If all the above steps execute successfully, FastDeploy is installed correctly.
Quick start
The P800 supports the deployment of the ERNIE-4.5-300B-A47B-Paddle
model using the following configurations (Note: Different configurations may result in variations in performance).
- 32K WINT4 with 8 XPUs (Recommended)
- 128K WINT4 with 8 XPUs
- 32K WINT4 with 4 XPUs
Online serving (OpenAI API-Compatible server)
Deploy an OpenAI API-compatible server using FastDeploy with the following commands:
Start service
Deploy the ERNIE-4.5-300B-A47B-Paddle model with WINT4 precision and 32K context length on 8 XPUs(Recommended)
python -m fastdeploy.entrypoints.openai.api_server \
--model baidu/ERNIE-4.5-300B-A47B-Paddle \
--port 8188 \
--tensor-parallel-size 8 \
--max-model-len 32768 \
--max-num-seqs 64 \
--quantization "wint4" \
--gpu-memory-utilization 0.9
Deploy the ERNIE-4.5-300B-A47B-Paddle model with WINT4 precision and 128K context length on 8 XPUs
python -m fastdeploy.entrypoints.openai.api_server \
--model baidu/ERNIE-4.5-300B-A47B-Paddle \
--port 8188 \
--tensor-parallel-size 8 \
--max-model-len 131072 \
--max-num-seqs 64 \
--quantization "wint4" \
--gpu-memory-utilization 0.9
Deploy the ERNIE-4.5-300B-A47B-Paddle model with WINT4 precision and 32K context length on 4 XPUs
export XPU_VISIBLE_DEVICES="0,1,2,3"
python -m fastdeploy.entrypoints.openai.api_server \
--model baidu/ERNIE-4.5-300B-A47B-Paddle \
--port 8188 \
--tensor-parallel-size 4 \
--max-model-len 32768 \
--max-num-seqs 64 \
--quantization "wint4" \
--gpu-memory-utilization 0.9
Refer to Parameters for more options.
Send requests
Send requests using either curl or Python
curl -X POST "http://0.0.0.0:8188/v1/chat/completions" \
-H "Content-Type: application/json" \
-d '{
"messages": [
{"role": "user", "content": "Where is the capital of China?"}
]
}'
import openai
host = "0.0.0.0"
port = "8188"
client = openai.Client(base_url=f"http://{host}:{port}/v1", api_key="null")

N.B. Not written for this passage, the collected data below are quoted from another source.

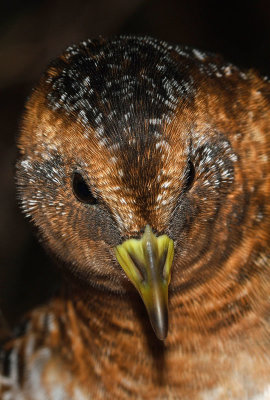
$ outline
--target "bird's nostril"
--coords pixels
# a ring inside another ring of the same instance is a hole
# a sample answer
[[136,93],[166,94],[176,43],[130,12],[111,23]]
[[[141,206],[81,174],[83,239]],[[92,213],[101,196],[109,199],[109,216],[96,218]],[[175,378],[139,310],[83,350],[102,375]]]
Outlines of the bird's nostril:
[[161,273],[161,276],[163,277],[163,279],[166,278],[165,263],[167,260],[167,255],[168,255],[168,248],[166,248],[164,250],[164,252],[161,254],[161,257],[159,260],[159,269],[160,269],[160,273]]
[[142,262],[140,262],[140,260],[137,257],[135,257],[134,254],[129,253],[129,257],[131,258],[135,268],[137,268],[141,283],[145,282],[147,279],[147,274],[144,265],[142,264]]

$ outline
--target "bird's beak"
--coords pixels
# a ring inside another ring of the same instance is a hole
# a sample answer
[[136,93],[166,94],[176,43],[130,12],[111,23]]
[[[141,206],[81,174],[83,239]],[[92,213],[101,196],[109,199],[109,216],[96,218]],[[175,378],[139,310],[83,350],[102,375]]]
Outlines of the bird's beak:
[[129,239],[115,247],[117,260],[136,287],[160,340],[168,333],[168,286],[174,244],[167,235],[156,237],[146,225],[141,239]]

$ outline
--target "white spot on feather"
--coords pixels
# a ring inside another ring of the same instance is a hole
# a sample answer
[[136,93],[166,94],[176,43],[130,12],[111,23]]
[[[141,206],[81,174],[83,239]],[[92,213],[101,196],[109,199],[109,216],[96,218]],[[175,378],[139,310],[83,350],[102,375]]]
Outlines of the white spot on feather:
[[203,52],[201,52],[200,50],[193,49],[193,54],[198,60],[200,60],[200,61],[205,60],[205,54]]

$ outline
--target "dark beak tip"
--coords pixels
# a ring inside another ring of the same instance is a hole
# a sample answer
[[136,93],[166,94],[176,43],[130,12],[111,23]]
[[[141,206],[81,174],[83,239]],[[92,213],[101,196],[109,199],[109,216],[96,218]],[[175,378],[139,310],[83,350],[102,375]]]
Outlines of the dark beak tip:
[[165,318],[153,318],[153,316],[150,316],[152,328],[159,340],[165,340],[168,335],[168,317],[166,314],[164,317]]
[[[155,331],[155,330],[154,330]],[[155,331],[155,334],[156,334],[156,337],[159,339],[159,340],[165,340],[166,339],[166,337],[167,337],[167,334],[168,334],[168,331],[166,331],[166,332],[157,332],[157,331]]]

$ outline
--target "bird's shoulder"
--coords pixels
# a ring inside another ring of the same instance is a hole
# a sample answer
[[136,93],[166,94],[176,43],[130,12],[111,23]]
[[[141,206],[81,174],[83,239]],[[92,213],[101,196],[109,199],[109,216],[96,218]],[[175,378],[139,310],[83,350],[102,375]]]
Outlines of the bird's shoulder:
[[63,308],[59,299],[36,308],[0,347],[1,400],[91,398],[76,380]]

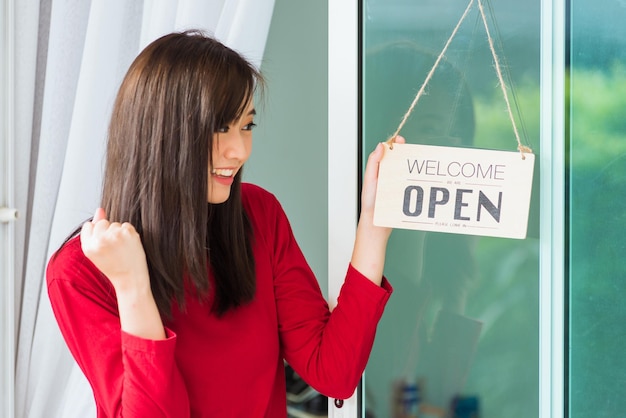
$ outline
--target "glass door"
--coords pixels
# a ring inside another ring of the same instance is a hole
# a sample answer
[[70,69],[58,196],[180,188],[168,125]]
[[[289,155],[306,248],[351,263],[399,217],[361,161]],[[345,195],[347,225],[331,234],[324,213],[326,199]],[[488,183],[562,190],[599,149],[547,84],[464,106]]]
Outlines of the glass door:
[[[541,4],[482,4],[515,123],[537,156],[528,237],[393,232],[385,274],[395,291],[362,391],[370,418],[538,416]],[[396,130],[467,6],[362,1],[363,162]],[[516,149],[477,1],[432,74],[401,131],[407,142]]]

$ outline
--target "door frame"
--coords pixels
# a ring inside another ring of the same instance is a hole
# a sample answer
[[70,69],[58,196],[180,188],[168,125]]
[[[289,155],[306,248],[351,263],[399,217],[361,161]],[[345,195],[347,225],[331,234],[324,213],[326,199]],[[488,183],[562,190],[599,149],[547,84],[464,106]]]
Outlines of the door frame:
[[15,416],[15,3],[0,7],[0,415]]
[[[328,2],[328,299],[331,308],[346,274],[357,224],[358,39],[357,0]],[[353,418],[357,394],[337,408],[328,400],[329,418]]]

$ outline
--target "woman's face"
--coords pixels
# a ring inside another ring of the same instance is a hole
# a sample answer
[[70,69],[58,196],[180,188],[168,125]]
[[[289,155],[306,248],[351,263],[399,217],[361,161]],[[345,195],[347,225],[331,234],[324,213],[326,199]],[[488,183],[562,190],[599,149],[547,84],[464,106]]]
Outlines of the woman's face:
[[250,104],[239,120],[220,126],[213,135],[213,162],[209,162],[209,203],[224,203],[230,196],[235,175],[252,151],[254,104]]

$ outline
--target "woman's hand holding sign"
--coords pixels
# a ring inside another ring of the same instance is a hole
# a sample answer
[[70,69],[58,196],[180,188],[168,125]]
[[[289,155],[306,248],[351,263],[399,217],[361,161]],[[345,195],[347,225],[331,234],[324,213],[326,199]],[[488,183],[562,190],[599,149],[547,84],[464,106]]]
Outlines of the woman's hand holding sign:
[[[403,137],[395,142],[404,144]],[[391,228],[374,225],[374,205],[378,185],[378,166],[385,156],[382,143],[379,143],[367,159],[361,191],[361,215],[356,231],[356,241],[352,252],[352,266],[376,284],[382,280],[385,264],[385,248],[391,235]]]

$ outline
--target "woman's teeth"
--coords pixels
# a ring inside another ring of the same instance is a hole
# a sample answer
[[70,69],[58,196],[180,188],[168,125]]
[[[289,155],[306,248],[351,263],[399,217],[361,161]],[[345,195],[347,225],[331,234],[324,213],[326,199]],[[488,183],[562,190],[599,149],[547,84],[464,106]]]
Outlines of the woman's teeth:
[[214,174],[220,177],[231,177],[234,172],[235,170],[233,169],[216,168],[211,171],[211,174]]

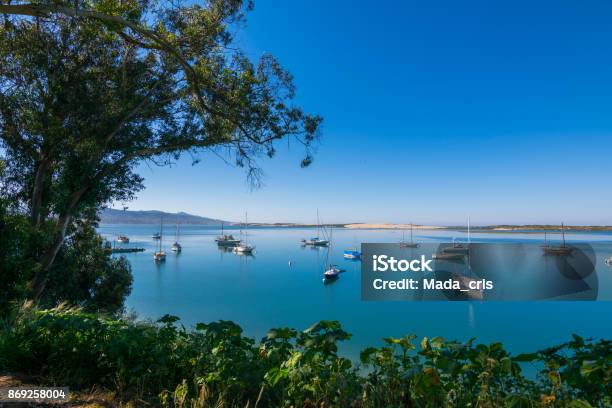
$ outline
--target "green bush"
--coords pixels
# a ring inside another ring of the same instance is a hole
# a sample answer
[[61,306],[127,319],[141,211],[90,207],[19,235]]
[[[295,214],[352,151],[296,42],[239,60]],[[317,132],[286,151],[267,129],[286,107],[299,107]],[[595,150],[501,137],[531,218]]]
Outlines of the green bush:
[[[608,407],[609,340],[579,336],[512,356],[489,345],[416,336],[384,340],[361,364],[338,355],[338,322],[270,330],[259,343],[235,323],[187,330],[174,316],[113,319],[23,308],[0,329],[0,370],[45,384],[99,385],[122,400],[225,407]],[[539,368],[532,379],[521,364]]]

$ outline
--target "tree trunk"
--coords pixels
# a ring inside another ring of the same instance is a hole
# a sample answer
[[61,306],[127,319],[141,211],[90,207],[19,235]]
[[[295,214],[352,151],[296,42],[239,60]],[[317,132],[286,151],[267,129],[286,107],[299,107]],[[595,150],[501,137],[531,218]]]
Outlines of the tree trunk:
[[74,210],[77,205],[81,202],[83,195],[89,190],[90,186],[81,187],[79,190],[75,191],[70,198],[70,202],[66,210],[60,214],[57,219],[57,223],[55,226],[55,235],[53,237],[53,242],[43,255],[40,260],[41,266],[34,274],[34,279],[32,280],[32,284],[30,285],[32,291],[32,299],[39,300],[45,291],[45,287],[47,285],[47,280],[49,278],[49,270],[51,266],[53,266],[53,262],[55,262],[55,257],[57,256],[60,248],[64,244],[64,240],[66,239],[66,231],[68,230],[68,226],[70,222],[72,222],[74,216]]
[[64,239],[66,238],[66,230],[68,229],[68,225],[70,225],[70,221],[72,221],[71,215],[61,216],[57,221],[56,233],[53,238],[53,243],[45,252],[43,258],[41,259],[41,266],[34,274],[34,280],[32,281],[32,298],[33,300],[38,300],[42,296],[45,287],[47,285],[47,279],[49,277],[49,270],[55,261],[55,257],[59,252],[60,248],[64,244]]
[[45,178],[51,161],[46,155],[43,155],[38,169],[36,170],[36,177],[34,177],[34,187],[32,188],[32,197],[30,200],[30,225],[38,227],[41,222],[41,206],[42,206],[42,194],[44,190]]

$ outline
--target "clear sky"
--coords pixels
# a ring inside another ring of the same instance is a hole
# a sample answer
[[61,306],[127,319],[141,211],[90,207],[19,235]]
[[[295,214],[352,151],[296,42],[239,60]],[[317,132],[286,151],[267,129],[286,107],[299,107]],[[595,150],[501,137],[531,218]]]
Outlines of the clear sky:
[[256,0],[247,19],[240,46],[325,118],[314,163],[280,144],[255,191],[214,156],[142,166],[130,209],[612,224],[612,2]]

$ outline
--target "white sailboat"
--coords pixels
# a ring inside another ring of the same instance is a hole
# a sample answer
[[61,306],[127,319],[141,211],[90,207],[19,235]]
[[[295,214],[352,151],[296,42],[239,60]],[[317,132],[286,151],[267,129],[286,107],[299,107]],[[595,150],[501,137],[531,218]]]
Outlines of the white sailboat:
[[166,260],[166,252],[162,250],[163,231],[164,231],[164,218],[162,217],[159,225],[159,246],[157,251],[153,254],[153,260],[155,262],[164,262]]
[[319,220],[319,210],[317,209],[317,236],[312,237],[310,239],[303,239],[302,242],[304,245],[312,245],[312,246],[328,246],[329,240],[321,238],[321,233],[325,233],[325,230],[321,226],[321,221]]
[[179,221],[178,218],[176,220],[176,232],[174,234],[174,243],[172,244],[172,251],[179,253],[183,250],[183,247],[181,246],[181,244],[179,244],[179,235],[180,235],[180,226],[179,226]]
[[[252,254],[255,247],[249,245],[249,223],[247,213],[244,214],[244,242],[242,240],[234,247],[234,252],[237,254]],[[242,233],[241,233],[242,234]],[[242,237],[241,237],[242,238]]]
[[329,229],[329,247],[327,249],[327,257],[325,260],[325,272],[323,272],[323,283],[336,280],[340,277],[340,274],[344,272],[338,265],[331,264],[329,262],[331,250],[332,250],[332,228]]

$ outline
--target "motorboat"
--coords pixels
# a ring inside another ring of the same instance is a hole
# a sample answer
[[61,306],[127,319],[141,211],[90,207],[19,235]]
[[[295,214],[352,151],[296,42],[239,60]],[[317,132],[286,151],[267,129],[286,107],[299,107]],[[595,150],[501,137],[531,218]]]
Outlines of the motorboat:
[[215,238],[215,242],[219,246],[226,246],[226,247],[234,247],[234,246],[240,244],[240,240],[234,238],[234,236],[232,234],[224,234],[223,233],[223,223],[221,223],[221,235],[219,235],[219,236],[217,236],[217,238]]
[[117,237],[117,242],[120,242],[122,244],[128,244],[130,242],[130,239],[125,235],[119,235],[119,237]]
[[359,259],[361,258],[361,252],[357,251],[356,248],[345,249],[343,256],[345,259]]

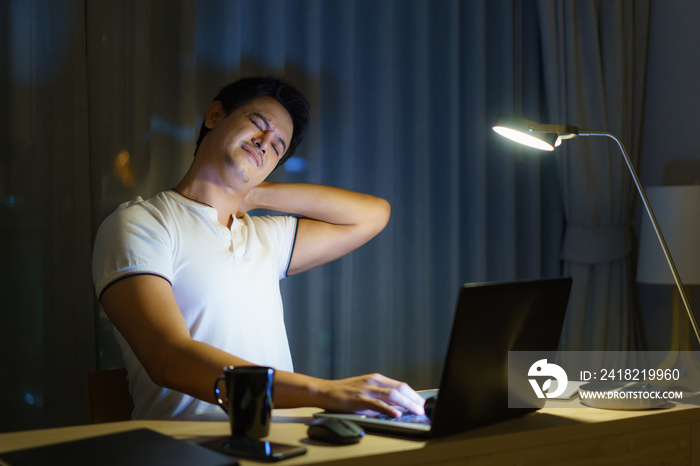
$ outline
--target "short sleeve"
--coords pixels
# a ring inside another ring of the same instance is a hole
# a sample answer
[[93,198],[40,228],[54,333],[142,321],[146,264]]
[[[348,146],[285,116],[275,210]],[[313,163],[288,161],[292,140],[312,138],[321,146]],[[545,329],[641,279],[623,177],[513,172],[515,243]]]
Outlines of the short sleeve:
[[131,275],[151,274],[172,283],[172,238],[158,213],[141,199],[122,204],[100,226],[92,256],[95,292]]

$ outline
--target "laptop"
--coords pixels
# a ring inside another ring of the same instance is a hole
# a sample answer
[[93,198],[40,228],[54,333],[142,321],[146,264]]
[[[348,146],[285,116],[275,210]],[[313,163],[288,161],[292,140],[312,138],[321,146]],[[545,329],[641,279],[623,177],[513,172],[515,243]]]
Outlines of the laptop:
[[[534,393],[509,408],[508,352],[556,352],[571,291],[571,278],[462,286],[432,415],[318,413],[351,420],[367,431],[443,437],[519,417],[544,406]],[[512,395],[512,394],[511,394]]]

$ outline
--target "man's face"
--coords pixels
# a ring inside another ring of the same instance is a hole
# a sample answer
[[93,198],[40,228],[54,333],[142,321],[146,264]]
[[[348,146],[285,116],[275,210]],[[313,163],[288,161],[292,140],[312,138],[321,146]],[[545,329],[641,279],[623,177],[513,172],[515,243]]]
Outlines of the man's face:
[[232,183],[257,186],[275,169],[287,151],[294,125],[287,110],[271,97],[258,97],[226,114],[219,102],[207,110],[205,124],[211,131],[202,141],[206,151],[221,154],[216,165]]

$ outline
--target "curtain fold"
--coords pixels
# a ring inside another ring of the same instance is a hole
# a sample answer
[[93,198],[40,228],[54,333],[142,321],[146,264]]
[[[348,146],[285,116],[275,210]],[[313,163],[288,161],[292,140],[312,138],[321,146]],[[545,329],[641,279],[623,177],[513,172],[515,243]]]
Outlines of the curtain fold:
[[[639,160],[648,1],[539,0],[547,117],[620,136]],[[560,349],[643,349],[631,270],[634,184],[617,145],[581,137],[558,157],[574,279]]]

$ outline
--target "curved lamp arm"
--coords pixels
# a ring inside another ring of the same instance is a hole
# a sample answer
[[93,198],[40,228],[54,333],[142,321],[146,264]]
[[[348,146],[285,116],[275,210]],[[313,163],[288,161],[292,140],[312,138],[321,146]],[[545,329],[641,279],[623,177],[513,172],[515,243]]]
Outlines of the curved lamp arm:
[[678,287],[678,292],[681,295],[681,300],[683,301],[683,306],[685,306],[685,312],[688,314],[688,319],[690,319],[690,324],[693,327],[693,331],[695,332],[695,337],[697,338],[698,342],[700,342],[700,329],[698,328],[698,323],[695,320],[695,315],[693,314],[693,311],[690,308],[690,300],[688,299],[688,295],[685,293],[685,287],[683,286],[683,283],[681,282],[681,277],[678,275],[678,270],[676,269],[676,264],[673,262],[673,257],[671,256],[671,251],[668,250],[668,245],[666,244],[666,240],[664,239],[664,235],[661,232],[661,227],[659,227],[659,223],[656,221],[656,216],[654,215],[654,211],[651,208],[651,204],[649,203],[649,199],[647,199],[647,195],[644,192],[644,188],[642,187],[642,184],[639,182],[639,177],[637,176],[637,172],[634,169],[634,166],[632,165],[632,160],[630,159],[629,155],[627,154],[627,150],[625,149],[624,144],[622,144],[622,141],[620,138],[618,138],[615,134],[609,133],[607,131],[584,131],[581,130],[578,133],[579,136],[605,136],[609,137],[610,139],[613,139],[615,142],[617,142],[617,145],[620,147],[620,151],[622,152],[622,157],[625,159],[625,163],[627,164],[627,168],[629,168],[630,174],[632,175],[632,179],[634,180],[635,186],[637,186],[637,191],[639,191],[639,196],[642,198],[642,203],[644,204],[644,208],[647,211],[647,214],[649,214],[649,219],[651,220],[651,224],[654,227],[654,232],[656,232],[656,237],[659,240],[659,244],[661,245],[661,249],[664,251],[664,256],[666,257],[666,262],[668,262],[668,267],[671,269],[671,275],[673,275],[673,281],[676,282],[676,286]]

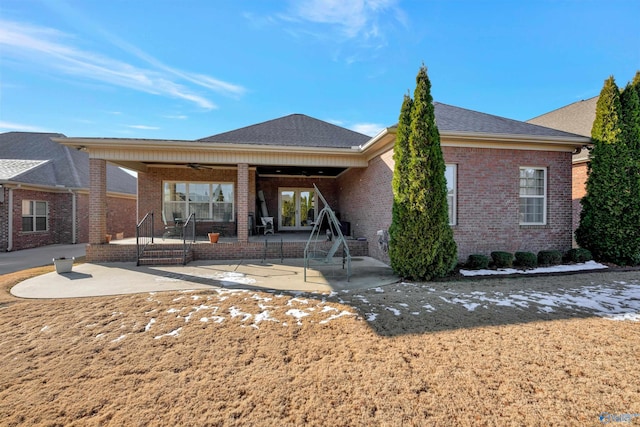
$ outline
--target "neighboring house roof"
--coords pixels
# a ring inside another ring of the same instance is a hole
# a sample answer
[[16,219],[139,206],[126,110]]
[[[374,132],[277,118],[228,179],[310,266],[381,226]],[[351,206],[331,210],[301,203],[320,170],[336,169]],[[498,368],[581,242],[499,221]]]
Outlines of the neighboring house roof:
[[[527,122],[591,137],[591,128],[593,127],[593,121],[596,119],[598,98],[599,96],[594,96],[593,98],[574,102],[534,117],[527,120]],[[575,155],[573,160],[574,162],[585,161],[588,158],[588,151],[583,150],[580,154]]]
[[440,102],[435,102],[433,105],[435,107],[436,124],[441,133],[468,132],[475,134],[531,135],[558,138],[578,136],[570,132],[563,132],[549,127],[480,113]]
[[0,179],[10,180],[46,162],[47,160],[0,159]]
[[591,127],[596,119],[598,98],[598,96],[594,96],[593,98],[574,102],[527,120],[527,123],[590,137]]
[[200,142],[278,145],[296,147],[350,148],[371,137],[336,126],[304,114],[291,114],[278,119],[219,133],[199,139]]
[[[89,155],[53,142],[59,133],[0,134],[0,180],[47,187],[89,188]],[[107,191],[136,194],[136,178],[107,165]]]

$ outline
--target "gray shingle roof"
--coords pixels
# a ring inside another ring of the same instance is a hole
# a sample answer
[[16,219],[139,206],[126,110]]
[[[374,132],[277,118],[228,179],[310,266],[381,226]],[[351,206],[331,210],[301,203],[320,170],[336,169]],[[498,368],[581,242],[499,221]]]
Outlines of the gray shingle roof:
[[596,119],[598,98],[599,96],[594,96],[593,98],[565,105],[527,120],[527,123],[590,137],[593,121]]
[[[89,155],[53,142],[59,133],[0,134],[0,179],[16,183],[89,188]],[[34,161],[41,163],[36,165]],[[22,170],[17,170],[19,165]],[[31,167],[27,167],[32,165]],[[107,165],[107,190],[136,194],[136,178]]]
[[278,145],[297,147],[350,148],[371,139],[367,135],[345,129],[304,114],[291,114],[278,119],[243,127],[199,139],[200,142]]
[[0,179],[15,178],[46,162],[47,160],[0,159]]
[[469,132],[504,135],[530,135],[542,137],[576,137],[563,132],[505,117],[480,113],[452,105],[434,103],[436,123],[440,132]]

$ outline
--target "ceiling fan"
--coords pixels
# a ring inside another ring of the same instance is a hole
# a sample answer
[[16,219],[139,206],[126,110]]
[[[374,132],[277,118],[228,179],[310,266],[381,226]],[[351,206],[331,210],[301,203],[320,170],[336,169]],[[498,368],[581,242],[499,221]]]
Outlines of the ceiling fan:
[[195,169],[195,170],[200,170],[200,169],[212,169],[211,167],[201,165],[200,163],[187,163],[187,167],[189,167],[189,168],[191,168],[191,169]]

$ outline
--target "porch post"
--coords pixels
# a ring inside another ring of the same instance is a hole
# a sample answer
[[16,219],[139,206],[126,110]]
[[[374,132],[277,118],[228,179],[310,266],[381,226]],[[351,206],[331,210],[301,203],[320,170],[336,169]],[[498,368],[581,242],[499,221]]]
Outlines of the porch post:
[[238,206],[236,209],[238,242],[249,241],[249,165],[238,164]]
[[107,161],[89,159],[89,244],[106,243]]

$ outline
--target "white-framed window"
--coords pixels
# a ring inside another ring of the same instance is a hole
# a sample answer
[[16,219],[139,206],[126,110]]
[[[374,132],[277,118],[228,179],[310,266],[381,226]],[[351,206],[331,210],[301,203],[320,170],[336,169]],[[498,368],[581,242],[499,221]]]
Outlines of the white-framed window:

response = client.completions.create(
model="null",
prompt="Where is the capital of China?",
stream=True,
)
for chunk in response:
print(chunk.choices[0].text, end='')
print('\n')
response = client.chat.completions.create(
model="null",
messages=[
{"role": "user", "content": "Where is the capital of China?"},
],
stream=True,
)
for chunk in response:
if chunk.choices[0].delta:
print(chunk.choices[0].delta.content, end='')
print('\n')
For detailed OpenAI protocol specifications, see OpenAI Chat Compeltion API. Differences from the standard OpenAI protocol are documented in OpenAI Protocol-Compatible API Server.